Gut microbiome during acute infection predicts risk of long COVID

A longitudinal study reveals that distinct gut microbiome profiles during acute SARS-CoV-2 infection can predict long COVID risk, offering insights into symptom clusters and potential biomarkers.

Study: Gut Microbiome Signatures During Acute Infection Predict Long COVID. Image Credit: Dragana Gordic/Shutterstock.com

*Important notice: bioRxiv publishes preliminary scientific reports that are not peer-reviewed and, therefore, should not be regarded as conclusive, guide clinical practice/health-related behavior, or treated as established information.

In a recent pre-print study posted to bioRxiv*, a team of researchers investigated the predictive role of gut microbiome composition during acute Severe Acute Respiratory Syndrome Coronavirus 2 (SARS-CoV-2) infection in the development of Long Coronavirus Disease  (Long COVID) (LC) and its association with clinical variables and symptom clusters.

Background

LC affects 10–30% of non-hospitalized individuals infected with SARS-CoV-2, leading to significant morbidity, workforce loss, and an economic impact of $3.7 trillion in the United States (U.S.).

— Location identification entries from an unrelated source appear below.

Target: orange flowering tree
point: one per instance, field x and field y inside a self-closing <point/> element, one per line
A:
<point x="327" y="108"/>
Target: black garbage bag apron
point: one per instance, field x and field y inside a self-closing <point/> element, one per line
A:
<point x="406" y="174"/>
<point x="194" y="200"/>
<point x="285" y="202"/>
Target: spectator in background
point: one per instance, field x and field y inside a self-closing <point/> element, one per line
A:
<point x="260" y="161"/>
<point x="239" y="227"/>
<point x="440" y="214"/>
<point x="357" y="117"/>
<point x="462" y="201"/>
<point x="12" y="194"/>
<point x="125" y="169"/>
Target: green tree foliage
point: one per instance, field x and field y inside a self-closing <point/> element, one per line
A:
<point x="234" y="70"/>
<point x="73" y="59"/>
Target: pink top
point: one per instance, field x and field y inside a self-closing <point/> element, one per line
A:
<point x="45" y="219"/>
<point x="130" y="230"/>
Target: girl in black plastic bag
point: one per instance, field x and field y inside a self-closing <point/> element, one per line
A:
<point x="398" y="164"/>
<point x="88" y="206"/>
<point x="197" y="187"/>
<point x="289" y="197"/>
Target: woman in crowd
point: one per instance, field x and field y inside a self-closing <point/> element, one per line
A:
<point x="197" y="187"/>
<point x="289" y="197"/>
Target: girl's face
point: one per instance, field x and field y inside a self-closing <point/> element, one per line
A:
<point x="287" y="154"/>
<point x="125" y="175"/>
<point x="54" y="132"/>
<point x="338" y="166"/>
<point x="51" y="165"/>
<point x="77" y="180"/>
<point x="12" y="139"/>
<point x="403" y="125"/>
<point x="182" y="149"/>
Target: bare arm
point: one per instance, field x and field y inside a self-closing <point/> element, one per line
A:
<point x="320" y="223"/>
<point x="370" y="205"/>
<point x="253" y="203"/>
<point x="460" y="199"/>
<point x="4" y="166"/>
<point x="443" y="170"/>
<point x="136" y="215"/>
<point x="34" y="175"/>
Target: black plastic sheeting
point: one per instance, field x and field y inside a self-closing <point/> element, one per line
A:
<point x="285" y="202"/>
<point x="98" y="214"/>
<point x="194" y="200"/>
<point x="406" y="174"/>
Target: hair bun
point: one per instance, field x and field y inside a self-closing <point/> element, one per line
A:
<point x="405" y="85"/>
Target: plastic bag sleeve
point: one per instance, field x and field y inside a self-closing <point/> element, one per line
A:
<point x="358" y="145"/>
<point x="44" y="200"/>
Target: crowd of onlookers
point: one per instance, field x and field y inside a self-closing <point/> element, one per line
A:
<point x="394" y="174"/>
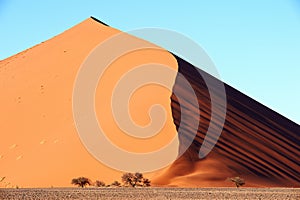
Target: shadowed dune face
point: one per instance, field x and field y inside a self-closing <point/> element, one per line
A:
<point x="39" y="144"/>
<point x="256" y="143"/>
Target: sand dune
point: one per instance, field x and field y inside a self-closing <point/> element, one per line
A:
<point x="256" y="143"/>
<point x="39" y="144"/>
<point x="40" y="147"/>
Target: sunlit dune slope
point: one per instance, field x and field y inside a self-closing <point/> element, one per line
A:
<point x="39" y="144"/>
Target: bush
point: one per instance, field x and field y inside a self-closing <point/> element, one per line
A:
<point x="116" y="184"/>
<point x="238" y="181"/>
<point x="136" y="179"/>
<point x="99" y="184"/>
<point x="81" y="181"/>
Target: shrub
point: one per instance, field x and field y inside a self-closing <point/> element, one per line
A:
<point x="136" y="179"/>
<point x="81" y="181"/>
<point x="238" y="181"/>
<point x="116" y="184"/>
<point x="99" y="184"/>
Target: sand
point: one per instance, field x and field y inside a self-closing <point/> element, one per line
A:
<point x="40" y="146"/>
<point x="151" y="193"/>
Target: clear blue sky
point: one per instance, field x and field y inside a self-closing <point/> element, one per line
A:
<point x="254" y="44"/>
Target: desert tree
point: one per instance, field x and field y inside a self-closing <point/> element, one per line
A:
<point x="81" y="181"/>
<point x="116" y="184"/>
<point x="99" y="183"/>
<point x="238" y="181"/>
<point x="134" y="180"/>
<point x="146" y="182"/>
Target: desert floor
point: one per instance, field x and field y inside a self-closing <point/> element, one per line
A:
<point x="150" y="193"/>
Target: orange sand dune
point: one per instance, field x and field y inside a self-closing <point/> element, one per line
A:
<point x="39" y="144"/>
<point x="256" y="143"/>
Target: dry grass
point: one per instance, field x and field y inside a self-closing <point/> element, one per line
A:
<point x="150" y="193"/>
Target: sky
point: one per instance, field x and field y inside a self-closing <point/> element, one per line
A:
<point x="255" y="45"/>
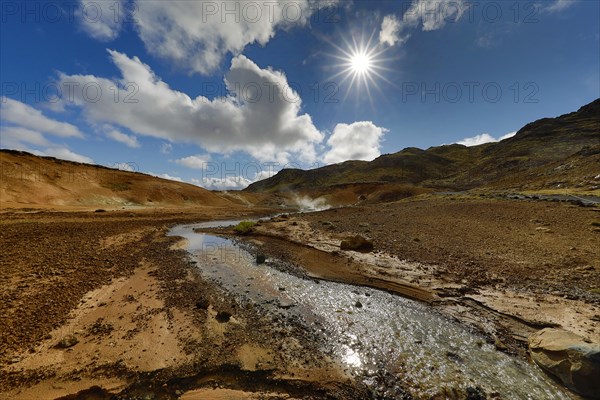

Symptoms span cardiovascular, gastrointestinal, cognitive, and neurological issues, resembling myalgic encephalomyelitis and other post-infectious syndromes. Proposed mechanisms include immune dysregulation, neuroinflammation, viral persistence, and coagulation abnormalities, with emerging evidence implicating the gut microbiome in LC pathogenesis.

Current studies focus on hospitalized patients, limiting generalizability to milder cases. Further research is needed to explore microbiome-driven predictors in outpatient populations, enabling targeted diagnostics and therapies for LC’s heterogeneous and complex presentation.

About the study

The study was approved by the Mayo Clinic Institutional Review Board and recruited adults aged 18 years or older who underwent SARS-CoV-2 testing at Mayo Clinic locations in Minnesota, Florida, and Arizona from October 2020 to September 2021. Participants were identified through electronic health record (EHR) reviews filtered by SARS-CoV-2 testing schedules.

Eligible individuals were contacted via email, and informed consent was obtained. Of the 1,061 participants initially recruited, 242 were excluded due to incomplete data, failed sequencing, or other issues. The final cohort included 799 participants (380 SARS-CoV-2-positive and 419 SARS-CoV-2-negative), providing 947 stool samples.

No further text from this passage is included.